En quittant la Russie en 1919, la princesse Vera Kirilovna Mestchersky (1876-1949) et Miss Dorothy Paget (1905-1960) établissent une Maison de retraite. Le domaine est acquis par cette dernière. Au XIXe siècle, la demeure appartenait à Agathon Jean François Fain (1778-1836), secrétaire-archiviste de Napoléon Ier (1804-1814). Destiné à accueillir les immigrés les plus démunis, la Maison Russe est inaugurée le 7 avril 1927. Ce domaine est aujourd’hui appelé la demeure de la Cossonnerie, est depuis 2012 un monument historique, et sert d’établissement d’hébergement pour personnes âgées dépendantes (EHPAD).

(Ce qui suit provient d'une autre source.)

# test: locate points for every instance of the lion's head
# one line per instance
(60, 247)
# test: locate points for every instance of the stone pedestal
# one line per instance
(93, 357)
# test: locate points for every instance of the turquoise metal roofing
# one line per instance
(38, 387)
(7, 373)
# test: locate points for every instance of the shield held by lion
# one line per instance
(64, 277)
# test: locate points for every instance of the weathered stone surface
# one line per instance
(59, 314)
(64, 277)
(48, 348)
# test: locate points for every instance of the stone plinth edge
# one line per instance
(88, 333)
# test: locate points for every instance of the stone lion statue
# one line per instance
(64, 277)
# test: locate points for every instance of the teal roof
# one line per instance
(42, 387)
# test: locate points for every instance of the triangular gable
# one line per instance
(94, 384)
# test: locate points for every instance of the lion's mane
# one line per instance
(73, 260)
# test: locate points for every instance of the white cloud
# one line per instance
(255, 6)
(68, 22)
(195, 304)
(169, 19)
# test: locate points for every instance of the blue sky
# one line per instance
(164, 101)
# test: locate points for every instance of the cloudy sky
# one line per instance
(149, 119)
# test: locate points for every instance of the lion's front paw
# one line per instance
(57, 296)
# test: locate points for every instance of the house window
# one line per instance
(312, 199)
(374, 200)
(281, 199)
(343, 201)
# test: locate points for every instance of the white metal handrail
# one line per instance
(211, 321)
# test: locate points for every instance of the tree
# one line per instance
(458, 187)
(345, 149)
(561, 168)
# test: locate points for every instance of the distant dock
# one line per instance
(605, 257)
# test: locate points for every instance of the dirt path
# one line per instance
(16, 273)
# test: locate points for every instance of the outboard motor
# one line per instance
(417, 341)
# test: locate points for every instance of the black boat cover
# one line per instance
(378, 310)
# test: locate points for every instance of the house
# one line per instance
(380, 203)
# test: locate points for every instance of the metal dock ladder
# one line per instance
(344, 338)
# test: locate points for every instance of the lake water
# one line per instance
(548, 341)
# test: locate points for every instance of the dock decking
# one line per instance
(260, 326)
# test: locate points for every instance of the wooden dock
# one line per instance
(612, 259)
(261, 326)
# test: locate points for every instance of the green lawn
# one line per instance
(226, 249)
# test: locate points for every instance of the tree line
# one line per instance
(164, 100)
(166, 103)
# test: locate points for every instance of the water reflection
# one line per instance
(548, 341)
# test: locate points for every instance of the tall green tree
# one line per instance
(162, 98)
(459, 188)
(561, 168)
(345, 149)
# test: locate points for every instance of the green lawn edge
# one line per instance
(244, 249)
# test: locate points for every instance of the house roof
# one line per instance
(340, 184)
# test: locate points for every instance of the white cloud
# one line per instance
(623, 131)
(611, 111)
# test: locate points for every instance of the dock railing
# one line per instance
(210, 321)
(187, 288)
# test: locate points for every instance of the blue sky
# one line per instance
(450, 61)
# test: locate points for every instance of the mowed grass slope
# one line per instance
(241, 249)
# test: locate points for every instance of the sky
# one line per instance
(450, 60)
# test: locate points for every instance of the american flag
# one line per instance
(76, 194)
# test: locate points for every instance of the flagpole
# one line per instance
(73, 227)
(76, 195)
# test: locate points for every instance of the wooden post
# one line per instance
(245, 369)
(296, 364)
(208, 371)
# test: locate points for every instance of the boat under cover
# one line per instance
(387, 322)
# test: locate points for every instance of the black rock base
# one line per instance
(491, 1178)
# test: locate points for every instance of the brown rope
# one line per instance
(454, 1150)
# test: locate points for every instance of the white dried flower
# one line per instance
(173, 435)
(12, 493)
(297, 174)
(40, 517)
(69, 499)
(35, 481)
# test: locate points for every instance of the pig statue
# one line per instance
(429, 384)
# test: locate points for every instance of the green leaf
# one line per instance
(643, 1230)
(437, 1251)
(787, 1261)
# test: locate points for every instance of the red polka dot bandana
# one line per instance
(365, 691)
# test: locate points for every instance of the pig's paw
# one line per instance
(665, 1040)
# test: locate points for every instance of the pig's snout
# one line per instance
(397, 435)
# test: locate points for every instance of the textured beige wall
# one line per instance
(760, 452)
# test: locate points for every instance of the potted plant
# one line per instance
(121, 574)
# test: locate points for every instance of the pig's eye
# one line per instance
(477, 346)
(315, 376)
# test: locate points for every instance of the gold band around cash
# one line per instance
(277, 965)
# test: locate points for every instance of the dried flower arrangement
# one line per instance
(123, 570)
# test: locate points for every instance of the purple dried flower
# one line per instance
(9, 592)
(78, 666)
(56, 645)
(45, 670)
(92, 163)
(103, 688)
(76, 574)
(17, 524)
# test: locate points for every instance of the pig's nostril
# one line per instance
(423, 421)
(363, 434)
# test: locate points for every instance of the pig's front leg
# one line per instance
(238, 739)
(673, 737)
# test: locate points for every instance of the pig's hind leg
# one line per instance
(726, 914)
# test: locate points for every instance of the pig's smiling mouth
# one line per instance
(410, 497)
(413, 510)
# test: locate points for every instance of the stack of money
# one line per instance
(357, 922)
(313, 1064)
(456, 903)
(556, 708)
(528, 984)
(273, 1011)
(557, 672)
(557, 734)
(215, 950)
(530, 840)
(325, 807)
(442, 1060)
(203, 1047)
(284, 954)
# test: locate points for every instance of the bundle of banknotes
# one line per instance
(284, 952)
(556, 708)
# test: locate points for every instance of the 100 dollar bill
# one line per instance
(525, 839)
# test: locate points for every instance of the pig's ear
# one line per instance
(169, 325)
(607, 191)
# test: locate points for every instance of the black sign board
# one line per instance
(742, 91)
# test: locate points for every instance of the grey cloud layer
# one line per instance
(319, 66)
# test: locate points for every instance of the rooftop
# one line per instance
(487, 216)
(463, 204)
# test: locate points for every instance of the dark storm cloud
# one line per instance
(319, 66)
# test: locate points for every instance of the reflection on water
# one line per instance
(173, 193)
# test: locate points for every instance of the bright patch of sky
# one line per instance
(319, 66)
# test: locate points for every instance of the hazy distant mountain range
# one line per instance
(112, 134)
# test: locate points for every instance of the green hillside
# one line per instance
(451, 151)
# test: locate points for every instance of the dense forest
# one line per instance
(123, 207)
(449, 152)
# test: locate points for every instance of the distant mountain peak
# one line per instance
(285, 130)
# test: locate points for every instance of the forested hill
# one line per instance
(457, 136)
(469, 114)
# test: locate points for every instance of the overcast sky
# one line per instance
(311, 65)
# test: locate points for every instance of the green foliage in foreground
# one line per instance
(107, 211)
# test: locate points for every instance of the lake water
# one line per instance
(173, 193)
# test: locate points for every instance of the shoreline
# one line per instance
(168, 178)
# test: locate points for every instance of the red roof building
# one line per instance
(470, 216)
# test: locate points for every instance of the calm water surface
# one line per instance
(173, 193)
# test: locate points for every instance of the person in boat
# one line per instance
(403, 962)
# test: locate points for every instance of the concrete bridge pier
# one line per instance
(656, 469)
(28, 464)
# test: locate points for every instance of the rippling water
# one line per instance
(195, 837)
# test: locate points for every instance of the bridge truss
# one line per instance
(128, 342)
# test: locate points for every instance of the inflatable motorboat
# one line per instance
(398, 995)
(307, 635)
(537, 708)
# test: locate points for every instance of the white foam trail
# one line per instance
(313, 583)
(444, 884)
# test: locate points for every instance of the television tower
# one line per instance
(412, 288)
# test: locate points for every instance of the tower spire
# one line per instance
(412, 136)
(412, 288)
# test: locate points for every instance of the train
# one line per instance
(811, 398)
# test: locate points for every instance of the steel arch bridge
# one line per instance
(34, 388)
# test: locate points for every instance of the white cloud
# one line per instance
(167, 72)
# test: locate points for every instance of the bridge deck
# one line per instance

Source photo : eglise-russe-ste-genevieve-des-bois.eu
Nécropole
Ce cimetière, aujourd’hui nécropole, s’est établi progressivement près de la Maison Russe. Cela s’explique par la forte demande des émigrés russes d’être enterrés au plus près de leur foi. Situé à Sainte-Geneviève-des-Bois (en Essonne), il est aujourd’hui considéré comme un véritable “coin de Russie”. Il se compose de 5 220 tombes individuelles et collectives d’aristocrates, de célébrités, d’artistes, de militaires ou encore de résistants. Il s’agit de la plus grande nécropole orthodoxe située hors de Russie. La princesse Mestchersky, fondatrice de la Maison de retraite repose dans la tombe n°386.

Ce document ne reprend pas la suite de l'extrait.